There's an article in today's Financial Times by Cunthia O'Murchu which points out that A4e has had €60 million of public money since 2007 for programmes in the UK and Poland, as well as £700m for its welfare to work programmes funded by the UK, but we can't know how well it's doing on its EU structural fund contracts because the UK government won't release data on individual companies. However, the article cites projects in London where data is available and which show A4e to be performing very badly. One £2m contract was supposed to help 400 people into work, but after a year only 14 people had found a job. Another £820,000 contract for learning and skills was also reported to be underperforming. A4e rejected the criticism and gave different figures. The FT tried using FoI requests to get the data for the EU-funded programmes, but was refused, despite the fact that 2 million people have been enrolled on them in the UK. The article goes on to highlight the poor performance of A4e, along with Reed, on the Pathways programme. But then it cites an Ofsted review which says that A4e is not alone; all the providers were failing to achieve job outcome targets.
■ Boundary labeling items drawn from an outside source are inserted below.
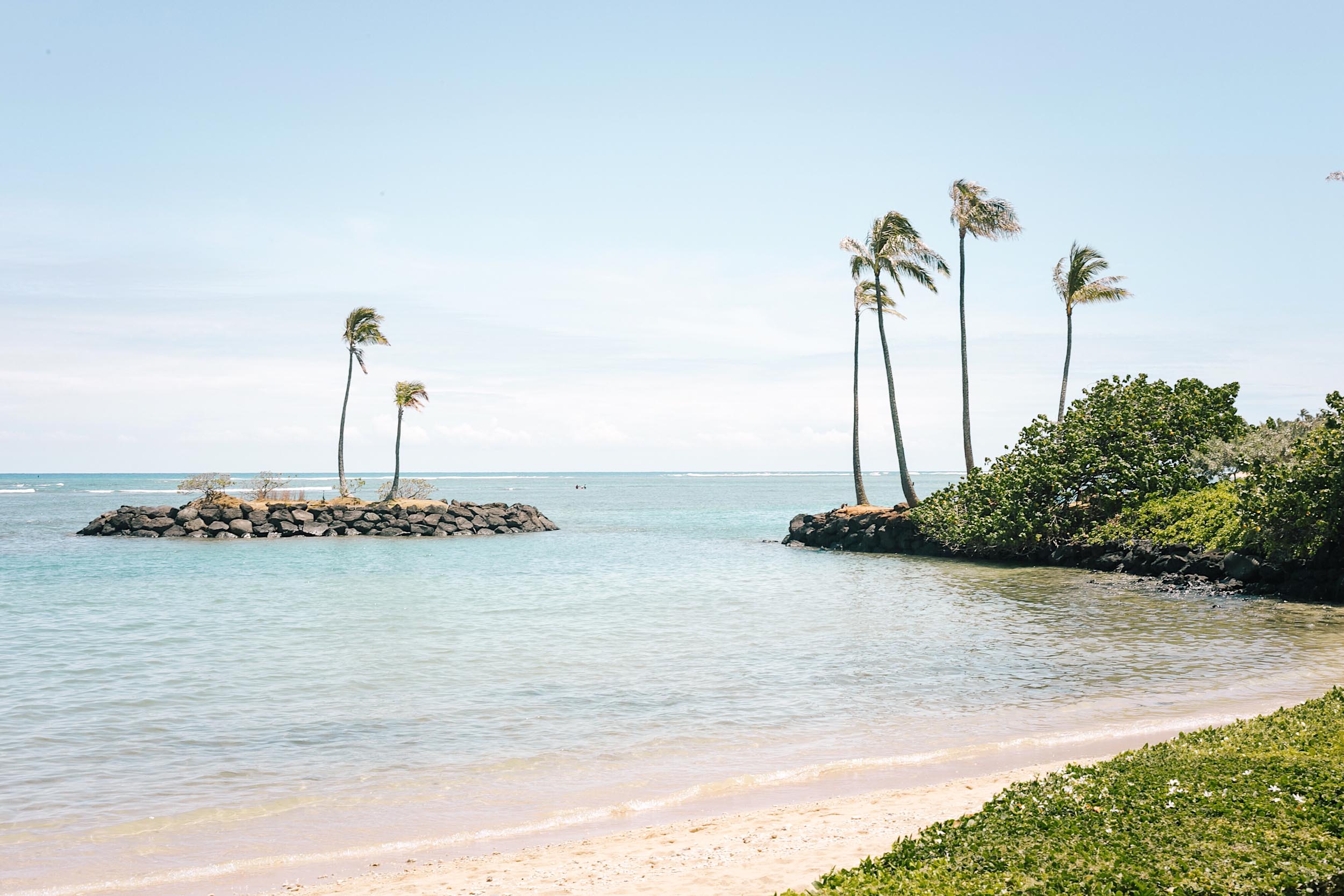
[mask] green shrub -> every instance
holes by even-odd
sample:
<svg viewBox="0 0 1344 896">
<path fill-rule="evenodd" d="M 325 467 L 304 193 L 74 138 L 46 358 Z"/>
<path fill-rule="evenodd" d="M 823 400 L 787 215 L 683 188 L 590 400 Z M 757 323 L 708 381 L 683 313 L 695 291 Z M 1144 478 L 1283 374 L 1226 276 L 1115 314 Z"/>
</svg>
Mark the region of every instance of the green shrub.
<svg viewBox="0 0 1344 896">
<path fill-rule="evenodd" d="M 1038 416 L 984 473 L 935 492 L 914 510 L 921 532 L 969 551 L 1031 551 L 1090 532 L 1153 497 L 1208 484 L 1191 461 L 1210 439 L 1236 438 L 1238 384 L 1195 379 L 1101 380 L 1064 419 Z"/>
<path fill-rule="evenodd" d="M 1324 423 L 1324 416 L 1300 411 L 1296 419 L 1269 418 L 1234 439 L 1210 439 L 1195 451 L 1195 467 L 1210 481 L 1250 473 L 1257 463 L 1286 463 L 1298 439 Z"/>
<path fill-rule="evenodd" d="M 1169 498 L 1150 498 L 1101 524 L 1087 537 L 1093 543 L 1140 539 L 1200 551 L 1235 551 L 1245 543 L 1236 490 L 1231 482 L 1219 482 Z"/>
<path fill-rule="evenodd" d="M 1238 489 L 1249 537 L 1265 553 L 1339 559 L 1344 540 L 1344 396 L 1325 398 L 1320 424 L 1286 462 L 1257 461 Z"/>
<path fill-rule="evenodd" d="M 1068 766 L 817 881 L 836 896 L 1337 893 L 1344 690 Z M 1333 888 L 1332 888 L 1333 887 Z"/>
</svg>

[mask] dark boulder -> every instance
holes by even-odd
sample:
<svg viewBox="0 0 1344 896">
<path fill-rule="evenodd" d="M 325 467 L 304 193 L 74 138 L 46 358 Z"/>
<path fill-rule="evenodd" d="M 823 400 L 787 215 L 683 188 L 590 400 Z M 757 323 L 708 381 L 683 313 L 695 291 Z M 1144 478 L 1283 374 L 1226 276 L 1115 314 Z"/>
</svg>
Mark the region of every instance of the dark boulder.
<svg viewBox="0 0 1344 896">
<path fill-rule="evenodd" d="M 1258 582 L 1261 562 L 1246 553 L 1232 551 L 1223 557 L 1223 572 L 1238 582 Z"/>
</svg>

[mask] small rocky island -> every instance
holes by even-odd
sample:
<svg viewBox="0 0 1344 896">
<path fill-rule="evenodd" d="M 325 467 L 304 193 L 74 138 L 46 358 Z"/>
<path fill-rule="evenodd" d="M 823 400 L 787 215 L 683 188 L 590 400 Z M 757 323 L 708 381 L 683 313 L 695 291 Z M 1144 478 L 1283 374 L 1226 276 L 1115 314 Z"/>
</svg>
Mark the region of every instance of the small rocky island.
<svg viewBox="0 0 1344 896">
<path fill-rule="evenodd" d="M 470 501 L 192 501 L 175 506 L 108 510 L 79 535 L 140 539 L 284 539 L 292 536 L 493 536 L 554 532 L 559 527 L 528 504 Z"/>
</svg>

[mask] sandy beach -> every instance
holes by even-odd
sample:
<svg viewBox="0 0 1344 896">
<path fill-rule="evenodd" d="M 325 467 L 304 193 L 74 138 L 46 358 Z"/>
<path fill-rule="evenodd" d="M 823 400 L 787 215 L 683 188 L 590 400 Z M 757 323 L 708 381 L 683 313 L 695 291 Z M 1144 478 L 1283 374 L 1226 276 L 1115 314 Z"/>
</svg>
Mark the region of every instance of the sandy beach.
<svg viewBox="0 0 1344 896">
<path fill-rule="evenodd" d="M 1073 762 L 1098 762 L 1101 756 Z M 976 811 L 995 793 L 1066 763 L 1028 766 L 927 787 L 878 790 L 758 811 L 466 858 L 380 862 L 368 873 L 271 891 L 331 896 L 766 896 L 802 889 L 831 868 L 884 853 L 892 841 Z"/>
</svg>

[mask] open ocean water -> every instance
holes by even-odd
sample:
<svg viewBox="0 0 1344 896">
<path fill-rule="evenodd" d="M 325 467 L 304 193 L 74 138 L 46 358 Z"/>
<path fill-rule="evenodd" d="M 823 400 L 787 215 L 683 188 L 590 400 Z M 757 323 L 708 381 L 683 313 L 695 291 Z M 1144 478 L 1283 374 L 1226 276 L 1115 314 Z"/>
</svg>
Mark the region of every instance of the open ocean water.
<svg viewBox="0 0 1344 896">
<path fill-rule="evenodd" d="M 0 476 L 0 893 L 254 892 L 1099 755 L 1344 670 L 1335 607 L 781 547 L 847 473 L 418 476 L 560 531 L 75 537 L 180 477 Z"/>
</svg>

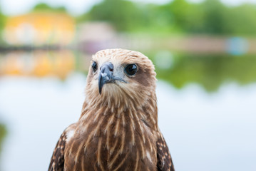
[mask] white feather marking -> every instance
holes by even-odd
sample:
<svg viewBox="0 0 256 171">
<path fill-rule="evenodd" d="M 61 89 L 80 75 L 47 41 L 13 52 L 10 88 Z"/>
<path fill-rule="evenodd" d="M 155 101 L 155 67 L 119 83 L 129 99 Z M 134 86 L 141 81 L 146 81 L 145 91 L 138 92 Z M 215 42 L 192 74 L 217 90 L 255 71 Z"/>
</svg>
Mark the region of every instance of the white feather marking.
<svg viewBox="0 0 256 171">
<path fill-rule="evenodd" d="M 147 155 L 147 157 L 148 157 L 148 160 L 149 160 L 151 163 L 153 163 L 153 162 L 152 162 L 152 158 L 151 158 L 151 156 L 150 156 L 150 154 L 149 153 L 149 152 L 147 150 L 147 151 L 145 152 L 145 153 L 146 153 L 146 155 Z"/>
</svg>

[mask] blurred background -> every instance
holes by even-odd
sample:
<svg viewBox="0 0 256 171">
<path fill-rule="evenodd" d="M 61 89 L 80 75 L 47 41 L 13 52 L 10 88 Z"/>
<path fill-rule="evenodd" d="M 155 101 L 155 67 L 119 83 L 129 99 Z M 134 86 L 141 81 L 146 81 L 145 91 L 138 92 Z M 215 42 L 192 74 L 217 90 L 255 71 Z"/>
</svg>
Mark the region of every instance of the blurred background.
<svg viewBox="0 0 256 171">
<path fill-rule="evenodd" d="M 256 170 L 256 1 L 1 0 L 0 170 L 46 170 L 76 122 L 92 54 L 156 68 L 176 170 Z"/>
</svg>

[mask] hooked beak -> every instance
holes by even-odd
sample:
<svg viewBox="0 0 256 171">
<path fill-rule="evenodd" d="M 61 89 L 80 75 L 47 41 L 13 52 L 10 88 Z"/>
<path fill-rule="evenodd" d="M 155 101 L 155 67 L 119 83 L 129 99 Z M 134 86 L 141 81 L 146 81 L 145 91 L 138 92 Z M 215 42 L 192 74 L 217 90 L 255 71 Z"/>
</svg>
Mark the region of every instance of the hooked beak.
<svg viewBox="0 0 256 171">
<path fill-rule="evenodd" d="M 113 75 L 114 66 L 110 62 L 105 63 L 101 66 L 100 68 L 100 73 L 98 74 L 98 90 L 101 94 L 102 88 L 104 84 L 113 83 L 116 81 L 119 81 L 123 83 L 126 83 L 121 78 L 116 77 Z"/>
</svg>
This sits rather oddly with the blythe optimism of Emma Harrison.

Cuts: in fact, fantastic!

That's the title of a Guardian piece in which Patrick Butler takes a swipe at a press release by A4e's Emma Harrison. He quotes the press release in full. It's the usual stuff but with a paragraph we haven't seen before:
'Perhaps the only person who is positive about spending cuts is the head of Britain's biggest employment agency A4e. "The coalition government's cuts are, in fact, fantastic!" says Emma Harrison. "Cutting benefits will put a stop to people making a profession out of being unemployed. The Government is looking to put more effort into helping people get back to work which is the most important thing." A4e controls 25% of the long-term unemployment budget for the Department of Work and Pensions. "There are about 450,000 jobs currently being advertised with the JobCentre so there are jobs out there," insists Mrs Harrison.'
Butler contacted A4e's PR advisers, Hillgrove PR, and asked if the release wasn't a bit insensitive, but they said that they couldn't speak for her.
I think she's gone a bit too far this time.